Another solution was to provide valves that were actuated using permanent magnets rather than solenoids. For example, U.S. Pat. No. 4,942,852, entitled “Electro-Pneumatic Actuator,” issued to Richeson on Jul. 24, 1990, teaches a valve suitable for internal combustion engines. The actuator taught by Richenson was a pneumatically powered transducer for use as a valve mechanism actuator. The transducer had a piston which was powered by a pneumatic source and held in each of its extreme positions. Air control valves were held in their closed positions by pressured air and/or permanent magnet latching arrangements and the control valves are released to supply air to the piston. When the piston was thus released it was driven to the opposing extreme position by the permanent magnetic field. However, even though the Richeson valve used permanent magnet actuation, it was not completely free of electrical circuits.
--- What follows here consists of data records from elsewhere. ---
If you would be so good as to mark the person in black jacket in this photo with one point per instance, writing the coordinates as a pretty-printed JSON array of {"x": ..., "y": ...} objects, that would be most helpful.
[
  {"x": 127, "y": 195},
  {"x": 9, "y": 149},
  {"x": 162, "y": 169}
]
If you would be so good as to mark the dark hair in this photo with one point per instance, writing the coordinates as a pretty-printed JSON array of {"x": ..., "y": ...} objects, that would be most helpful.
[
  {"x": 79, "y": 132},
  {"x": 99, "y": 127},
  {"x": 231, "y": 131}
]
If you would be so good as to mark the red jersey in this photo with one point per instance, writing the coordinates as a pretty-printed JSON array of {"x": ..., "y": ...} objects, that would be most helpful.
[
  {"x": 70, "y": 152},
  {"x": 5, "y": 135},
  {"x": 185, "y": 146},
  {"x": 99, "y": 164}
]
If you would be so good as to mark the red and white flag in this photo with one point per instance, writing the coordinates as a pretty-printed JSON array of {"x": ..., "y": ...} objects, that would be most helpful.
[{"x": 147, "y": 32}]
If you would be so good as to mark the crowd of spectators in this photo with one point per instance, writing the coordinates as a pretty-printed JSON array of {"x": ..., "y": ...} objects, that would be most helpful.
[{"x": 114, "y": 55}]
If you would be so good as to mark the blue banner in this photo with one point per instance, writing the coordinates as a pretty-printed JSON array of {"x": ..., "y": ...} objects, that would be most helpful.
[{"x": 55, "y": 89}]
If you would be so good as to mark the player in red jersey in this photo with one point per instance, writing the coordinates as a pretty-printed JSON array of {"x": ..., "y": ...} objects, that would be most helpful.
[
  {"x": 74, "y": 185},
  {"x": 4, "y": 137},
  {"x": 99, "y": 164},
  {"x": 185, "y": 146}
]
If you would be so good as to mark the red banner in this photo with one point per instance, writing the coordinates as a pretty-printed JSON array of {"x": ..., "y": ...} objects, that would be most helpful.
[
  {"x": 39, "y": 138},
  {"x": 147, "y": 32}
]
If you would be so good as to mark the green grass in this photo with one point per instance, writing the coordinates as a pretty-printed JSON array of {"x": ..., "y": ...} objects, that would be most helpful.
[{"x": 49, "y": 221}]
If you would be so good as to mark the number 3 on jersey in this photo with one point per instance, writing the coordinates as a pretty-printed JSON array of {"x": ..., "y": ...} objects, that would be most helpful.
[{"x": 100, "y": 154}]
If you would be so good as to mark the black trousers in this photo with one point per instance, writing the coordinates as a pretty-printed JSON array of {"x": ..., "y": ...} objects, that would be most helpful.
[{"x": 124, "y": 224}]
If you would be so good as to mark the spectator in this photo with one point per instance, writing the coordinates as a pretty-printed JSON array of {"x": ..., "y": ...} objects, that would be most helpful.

U.S. Pat. No. 3,517,699, entitled “Magnetic-Pneumatic Proximity Switch,” issued to Marcum on Oct. 20, 1967, teaches a magnetic-pneumatic proximity switch. In the Marcum system, air flow was controlled by a valve without electrical circuit. Instead, a magnetic proximity switch was provided. The magnetic proximity valve taught by Marcum operated as a restriction device in a pneumatic circuit that opened and closed, thereby controlling a spool valve. The spool valve in turn controlled the flow of an operating fluid to or from a working piston and cylinder device.
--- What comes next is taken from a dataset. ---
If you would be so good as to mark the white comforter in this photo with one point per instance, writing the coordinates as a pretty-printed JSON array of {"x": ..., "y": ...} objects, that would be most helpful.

U.S. Pat. No. 4,630,645, entitled “Pneumatic Switching Device, E.G., For Safeguarding Against Overpressure,” issued to Spa on Dec. 23, 1986, also taught a valve that could be actuated without any electrical current. In the Spa device, a piston was received in a bore of a housing. The piston had a narrowed portion between two end surfaces. Two seals were provided in the narrowed portion that acted cooperatively with seats projecting from the wall of the housing bore towards the piston axis. A compression spring acted on one end face of the piston. The other piston end face delimited a pressure chamber with the housing wherein the air valve was in communication with the pressure chamber. A pilot air aperture had a restriction opening into the chamber and an out flow aperture opened between both housing seats. A signal pressure aperture opened into the bore beyond each seat. The pivotal lever engaged an actuation pin of the air valve.
U.S. Pat. No. 4,964,424, entitled “Pneumatic Valve Assembly For Controlling A Stream of Compressed Air,” issued to Helbig on Oct. 23, 1990. The valve assembly taught by Helbig was adapted for controlling compressed air stream in response to a non-contacting actuation. It included a pivoted one-arm or double-arm lever, a permanent magnet on one side or on each of both sides of its pivotal axis and via a ferromagnetic or magnetic actuating member. The actuating member was moved into proximity of the permanent magnet or magnets by means of a plunger, causing a pilot orifice to be opened or closed. A pilot air stream flowed through the orifice for actuating a pilot piston to move a valve piston to positions in which the valve was opened or closed. Permanent magnets were provided on the lever on both sides of its pivotal axis. The permanent magnets were interconnected by a magnetic yoke. The magnetic yoke was oppositely poled so that a magnet which was moveable into the proximity of both permanent magnets outside the valve body constituted an actuating member that attracted one permanent magnet on the double-armed lever and repelled the other of the permanent magnets. European Publication EP0715109A1 also teaches a valve having a permanent magnet actuation mechanism.
All references cited herein are incorporated herein by reference in their entireties.